My stomach flips. The way he says it, like it’s normal, like it’s nothing, like it’s just another morning he always hoped we’d share.
He stands and offers me his hand. “Come on. You need to see something.”
I slide my fingers into his. They fit. God, they fit.
He leads me to the bow where the world stretches open, open sea ahead, the vast harbour behind us, the faint outline of the marina waiting like a promise. The breeze lifts the ends of my still-damp hair. Salt mist kisses my skin.
Dane stands behind me, one hand resting against my hip, fingers hooking into the fabric of my shorts like he needs the anchor.
“Welcome,” he murmurs, lips brushing the shell of my ear, “to the stupidly expensive part of my life I’ve never given a shit about until right now.”
I laugh softly. “Right now, because…?”
“Because you’re in it.”
My heart squeezes. I grip the railing and breathe.
The yacht drifted toward the marina an hour later, sun catching the water in long shards of light. I felt the soft ache of leaving the cocoon we’d made on board. Below the deck, I hear the skipper,moving, checking things, preparing for docking. Soft thuds, ropes shifting, the familiar routine of men who live on the water.
The yacht slows. The Skippers voice rings up around. “Ten minutes to dock, Mr. Stark.”
Dane nods. “Perfect.”
He turns to me, brushing a stray curl from my face. “You good?”
“I think…better than good.”
His smile is slow, private. “Yeah. Me too.”
The gentle thrum beneath our feet changes pitch as we enter the sheltered marina waters. Everything softens, the waves, the wind, the motion. It's like being lowered into another world.
Dane’s fingers trail up my spine. Not sexual. More like reassurance. More like a reminder:I’m here. You’re safe. We start again from here.

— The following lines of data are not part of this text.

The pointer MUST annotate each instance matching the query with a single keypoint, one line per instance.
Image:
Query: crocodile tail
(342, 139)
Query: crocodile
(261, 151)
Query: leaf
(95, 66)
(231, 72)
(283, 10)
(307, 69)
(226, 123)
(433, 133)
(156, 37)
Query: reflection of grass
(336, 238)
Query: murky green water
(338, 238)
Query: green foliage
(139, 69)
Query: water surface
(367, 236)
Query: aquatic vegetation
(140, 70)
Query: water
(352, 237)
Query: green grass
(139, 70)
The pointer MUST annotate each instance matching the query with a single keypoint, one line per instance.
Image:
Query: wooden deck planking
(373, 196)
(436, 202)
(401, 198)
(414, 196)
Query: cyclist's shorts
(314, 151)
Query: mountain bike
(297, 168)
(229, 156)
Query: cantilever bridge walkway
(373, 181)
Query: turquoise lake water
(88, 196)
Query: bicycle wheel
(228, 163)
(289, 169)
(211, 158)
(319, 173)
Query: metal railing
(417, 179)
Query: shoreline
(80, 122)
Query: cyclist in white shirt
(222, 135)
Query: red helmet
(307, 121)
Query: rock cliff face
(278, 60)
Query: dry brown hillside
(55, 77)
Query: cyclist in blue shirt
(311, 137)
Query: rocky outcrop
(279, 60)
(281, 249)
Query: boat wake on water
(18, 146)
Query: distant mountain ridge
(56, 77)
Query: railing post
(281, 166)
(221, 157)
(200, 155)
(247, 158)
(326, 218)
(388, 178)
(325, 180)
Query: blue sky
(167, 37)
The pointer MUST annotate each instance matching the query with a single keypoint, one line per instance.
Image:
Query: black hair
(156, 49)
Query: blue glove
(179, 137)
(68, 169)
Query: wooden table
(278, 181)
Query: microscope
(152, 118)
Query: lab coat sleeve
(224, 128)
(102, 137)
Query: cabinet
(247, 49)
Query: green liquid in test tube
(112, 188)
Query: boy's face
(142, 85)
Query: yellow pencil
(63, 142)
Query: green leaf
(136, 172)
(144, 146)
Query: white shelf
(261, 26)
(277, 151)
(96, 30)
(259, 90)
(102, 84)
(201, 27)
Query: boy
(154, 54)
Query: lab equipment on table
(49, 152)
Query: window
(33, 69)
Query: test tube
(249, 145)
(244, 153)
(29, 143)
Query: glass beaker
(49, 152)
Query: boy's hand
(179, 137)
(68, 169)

The yacht begins turning slowly, angling toward the marina. Water churns, white foam curling like lace.
My chest tightens.
Going back to land means going back to reality.
He must feel it in the way my shoulders stiffen. Dane’s hand slides up to my neck, warm, grounding. “I’ve got you, Peach.”
I nod. “I know.”
“And today…we don’t let anything touch you. Not Blake. Not the past. Not anyone.”
The fierceness in his voice cuts through the wind. Protective. Near-angry. Controlled, but only just.
I swallow.
As the marina grows closer, the world seems to sharpen, the masts, the busy walkways, the shimmer of other yachts bobbingin their berths. People appear in the distance. Crew prepping boats. Early fishermen. Tourists meandering like sleepy birds.
Normal life. I’m so not ready for.
The yacht is docked, engines quiet, but neither of us moves to leave. The world feels soft and suspended, like we’re wrapped in the last threads of our night.
Dane sits across from me now, knee brushing mine, coffee in hand. The morning light hits him just right, bronze skin, dark hair ruffled, jaw shadowed from sleep and stress and something like relief.
He looks…young. Human. Breakable. Coated in stillness. A stillness my body aches for. Finally, he clears his throat as I look over from the open sea behind us to meet his eyes. “Time, we got off the water, Peach.”